The BBC consumer show investigated and found the personal details of approximately 4,500 customers available online after a Google search.
The details included full names, addresses, email addresses, dates of birth, TalkTalk customer numbers, mobile numbers and bank details for thousands of customers.
The information is likely to have been online since the breach, without the knowledge of the people affected.
The 2015 attack saw personal details of nearly 157,000 customers accessed, including bank account numbers and sort codes of over 15,000 customers.
The Information Commissioner's Office (ICO) conducted an investigation into the breach, finding multiple failings in TalkTalk's security processes.
As a reflection of "the seriousness of the event", the ICO issued TalkTalk with a record fine of £400,000.
When presented with the findings of the BBC investigation, TalkTalk said it was a genuine error and that it has since written to all impacted customers to apologise.
"The 2015 incident impacted 4% of TalkTalk customers and at the time, we wrote to all those impacted," the company said in a statement.
"In addition, we wrote to our entire base to inform them about the breach, advise them about the risk of scam calls and offer free credit monitoring to protect against fraud.
"A recent investigation has shown that 4,545 customers may have received the wrong notification regarding this incident. This was a genuine error and we have since written to all those impacted to apologise. 99.9% of customers received the correct notification in 2015.
"On their own, none of the details accessed in the 2015 incident could lead to any direct financial loss."
For the last two years Alan, not his real name, has had his phone, email and bank account bombarded with a series of fraudulent attacks.
Whilst Alan will never know if the attacks were a direct result of the TalkTalk data breach, he feels the details leaked are enough to allow fraudsters to impersonate him.
Alan said he felt "extremely uncomfortable" after Watchdog Live showed him that they were able to find his bank account number, sort code and other personal information online.
"I think they've failed their customers on a gigantic scale," he added.
Watchdog Live also spoke to Maureen, not her real name, who was shocked to discover that her details were breached in 2015.
At the time, Maureen was told by TalkTalk that her details had not been stolen.
Maureen has been in touch with TalkTalk on multiple occasions, most recently in May of this year, to raise concerns that her details had been compromised.

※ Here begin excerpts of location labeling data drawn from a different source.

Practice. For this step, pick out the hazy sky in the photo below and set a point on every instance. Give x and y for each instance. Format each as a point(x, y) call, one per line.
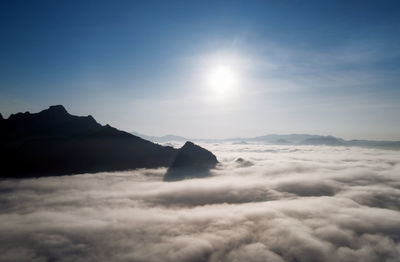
point(206, 69)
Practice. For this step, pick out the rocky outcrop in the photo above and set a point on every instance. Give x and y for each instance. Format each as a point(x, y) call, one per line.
point(54, 142)
point(192, 161)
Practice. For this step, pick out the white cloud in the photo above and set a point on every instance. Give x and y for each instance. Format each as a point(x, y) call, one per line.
point(292, 204)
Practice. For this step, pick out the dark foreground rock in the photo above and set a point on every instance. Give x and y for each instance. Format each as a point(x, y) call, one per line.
point(54, 142)
point(192, 161)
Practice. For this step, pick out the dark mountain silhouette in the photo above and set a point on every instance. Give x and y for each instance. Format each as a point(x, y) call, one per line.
point(53, 142)
point(291, 139)
point(191, 161)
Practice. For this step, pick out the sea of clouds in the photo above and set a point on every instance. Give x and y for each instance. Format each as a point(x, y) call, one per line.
point(277, 203)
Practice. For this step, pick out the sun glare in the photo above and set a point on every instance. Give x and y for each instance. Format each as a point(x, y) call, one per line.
point(221, 80)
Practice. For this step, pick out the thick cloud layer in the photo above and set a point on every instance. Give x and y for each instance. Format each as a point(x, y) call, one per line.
point(277, 203)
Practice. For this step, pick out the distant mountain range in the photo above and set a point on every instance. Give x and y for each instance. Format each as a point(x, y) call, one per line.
point(54, 142)
point(275, 139)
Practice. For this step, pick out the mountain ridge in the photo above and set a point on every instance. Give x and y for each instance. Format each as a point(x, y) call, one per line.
point(53, 142)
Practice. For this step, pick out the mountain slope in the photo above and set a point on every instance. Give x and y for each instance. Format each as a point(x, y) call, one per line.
point(53, 142)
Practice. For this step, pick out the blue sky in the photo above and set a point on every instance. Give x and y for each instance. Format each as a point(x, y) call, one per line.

But TalkTalk continued to insist that they hadn't. Watchdog Live's investigation found Maureen's sensitive data through a simple online search.
Maureen told the programme: "I've been asking this question since 2015. I'm suffering now for something that I know nothing, absolutely nothing, about.
"I knew something was not right and I kept insisting and they avoided every single time I asked the question 'have my details been compromised?'"
"If the data has come from TalkTalk then obviously we need to go and revisit all of these people who've been told that they weren't exposed and look at what they can do to rectify the harm," online security expert Scott Helme told the programme.
"We're never going to completely erase this data, but what we can do is try to reduce the impact of having lost the data."
Watchdog Live spoke to multiple people who were affected by the TalkTalk data breach.
They said they had been subject to frequent scam calls, and in some cases attempted fraud and identity theft, impacting their credit rating.
These people may never know if their experiences were a direct result of TalkTalk's data breach, or if their details could have been accessed some other way.
Using the information Watchdog found, a fraudster could sign up for services, set up direct debits and purchase goods on their victim's behalf, said Mr Helme.
He added that a scammer could also use this information to pretend to be the victim's bank, in order to gain other information about them.